I want to teach them to be strong and to be able to stand on their own two feet. I don't want them to have to depend on anyone for anything. The only other thing I care about is manners. I want them always to use "please and thank you". I don't want them running around in public cursing and burping up a storm lol Those are my only concerns right now. That might change the older they get. :)

Samanthamommy
by Member on Aug. 14, 2012 at 11:42 PM

I think I have an even balance of both.

SweetLuci
by Bronze Member on Aug. 16, 2012 at 10:29 PM

 This reminds me of my mother quoting Edith Head, Your dress should be tight enough to show you're a woman and loose enough to show you're a lady. Another one was , Dress like a woman, think like a man. I lived through the feminist movement. Some women felt they must be brash and harsh to show that they weren't weak. They began to cuss in conversation, assuming that made them look more powerful. The pendulum swung far to one end. That often happens with new movements. They dressed in severe styles and yelled at men who held a door for them. Fortunately the pendulum has balanced out in most instances.

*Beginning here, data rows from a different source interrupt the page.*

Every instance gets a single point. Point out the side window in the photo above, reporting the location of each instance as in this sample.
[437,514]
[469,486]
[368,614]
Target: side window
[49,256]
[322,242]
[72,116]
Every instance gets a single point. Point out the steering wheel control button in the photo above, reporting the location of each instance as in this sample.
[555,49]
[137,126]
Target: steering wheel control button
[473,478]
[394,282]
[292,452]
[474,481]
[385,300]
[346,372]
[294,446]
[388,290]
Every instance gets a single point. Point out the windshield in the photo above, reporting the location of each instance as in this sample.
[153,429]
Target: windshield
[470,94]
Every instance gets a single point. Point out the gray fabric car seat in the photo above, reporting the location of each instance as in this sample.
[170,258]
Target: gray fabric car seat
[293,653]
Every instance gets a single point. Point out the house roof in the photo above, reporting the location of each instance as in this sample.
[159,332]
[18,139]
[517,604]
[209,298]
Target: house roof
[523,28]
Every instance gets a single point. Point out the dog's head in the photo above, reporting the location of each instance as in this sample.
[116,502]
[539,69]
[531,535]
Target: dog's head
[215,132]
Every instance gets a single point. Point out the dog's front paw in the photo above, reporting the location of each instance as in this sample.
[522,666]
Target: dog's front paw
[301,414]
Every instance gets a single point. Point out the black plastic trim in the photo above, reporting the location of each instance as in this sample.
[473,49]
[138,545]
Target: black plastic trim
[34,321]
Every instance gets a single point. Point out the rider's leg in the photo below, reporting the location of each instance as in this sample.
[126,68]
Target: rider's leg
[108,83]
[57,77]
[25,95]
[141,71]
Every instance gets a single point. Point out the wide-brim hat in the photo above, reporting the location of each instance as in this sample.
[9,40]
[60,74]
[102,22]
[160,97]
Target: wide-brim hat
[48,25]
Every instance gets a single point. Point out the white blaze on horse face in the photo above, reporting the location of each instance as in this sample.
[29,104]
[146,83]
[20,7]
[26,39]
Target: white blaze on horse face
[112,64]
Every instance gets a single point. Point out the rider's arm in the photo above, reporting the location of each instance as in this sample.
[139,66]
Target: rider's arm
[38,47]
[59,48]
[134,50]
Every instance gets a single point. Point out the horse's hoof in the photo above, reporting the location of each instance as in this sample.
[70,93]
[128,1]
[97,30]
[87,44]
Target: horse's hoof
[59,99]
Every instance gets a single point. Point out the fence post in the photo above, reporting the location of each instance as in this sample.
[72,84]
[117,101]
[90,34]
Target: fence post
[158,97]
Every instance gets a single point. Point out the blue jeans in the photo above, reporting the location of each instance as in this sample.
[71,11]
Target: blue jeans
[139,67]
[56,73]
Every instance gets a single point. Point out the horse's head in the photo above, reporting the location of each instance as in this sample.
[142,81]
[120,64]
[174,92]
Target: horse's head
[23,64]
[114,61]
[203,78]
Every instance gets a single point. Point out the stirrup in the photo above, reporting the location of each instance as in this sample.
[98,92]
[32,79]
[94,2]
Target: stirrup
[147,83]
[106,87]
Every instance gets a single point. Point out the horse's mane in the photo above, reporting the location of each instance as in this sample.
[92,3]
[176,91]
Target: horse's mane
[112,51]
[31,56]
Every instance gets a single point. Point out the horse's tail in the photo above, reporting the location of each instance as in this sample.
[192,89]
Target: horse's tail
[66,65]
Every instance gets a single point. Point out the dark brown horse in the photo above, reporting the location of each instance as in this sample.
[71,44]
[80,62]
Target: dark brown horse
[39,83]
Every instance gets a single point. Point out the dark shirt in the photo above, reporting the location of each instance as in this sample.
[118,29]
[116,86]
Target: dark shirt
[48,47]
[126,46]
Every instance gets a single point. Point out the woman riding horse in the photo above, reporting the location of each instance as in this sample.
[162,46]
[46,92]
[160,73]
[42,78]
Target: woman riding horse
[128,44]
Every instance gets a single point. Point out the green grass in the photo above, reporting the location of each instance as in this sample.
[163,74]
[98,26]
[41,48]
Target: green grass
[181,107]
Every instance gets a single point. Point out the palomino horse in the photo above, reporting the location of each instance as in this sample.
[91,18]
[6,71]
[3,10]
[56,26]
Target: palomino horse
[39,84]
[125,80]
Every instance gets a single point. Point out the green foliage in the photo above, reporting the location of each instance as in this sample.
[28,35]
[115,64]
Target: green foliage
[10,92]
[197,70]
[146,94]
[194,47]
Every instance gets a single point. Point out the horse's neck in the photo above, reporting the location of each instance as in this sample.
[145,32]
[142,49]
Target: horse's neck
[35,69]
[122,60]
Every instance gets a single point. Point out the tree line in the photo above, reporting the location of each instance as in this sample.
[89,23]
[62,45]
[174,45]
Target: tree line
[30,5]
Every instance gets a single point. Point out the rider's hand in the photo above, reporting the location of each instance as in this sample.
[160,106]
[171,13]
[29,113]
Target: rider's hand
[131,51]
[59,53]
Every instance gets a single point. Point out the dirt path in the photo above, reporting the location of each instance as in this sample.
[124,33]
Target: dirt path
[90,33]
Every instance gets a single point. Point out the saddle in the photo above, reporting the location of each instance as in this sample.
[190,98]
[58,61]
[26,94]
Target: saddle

I think teaching her by example, that she can be strong but she doesn't have to brutish. She can state her opinions without shouting them. A leader doesn't have to tell those behind them that they're a leader, they do it by example, just as i think you're doing for her.  

JoJoBean8
by Bronze Member on Aug. 17, 2012 at 7:50 PM

I give my opinion in a non demanding way and they I stay strong and don't back down. 

4kidz916
by Bronze Member on Aug. 17, 2012 at 8:34 PM

I agree with this thinking and that's the way I try to be. 

Quoting JoJoBean8:

I give my opinion in a non demanding way and they I stay strong and don't back down.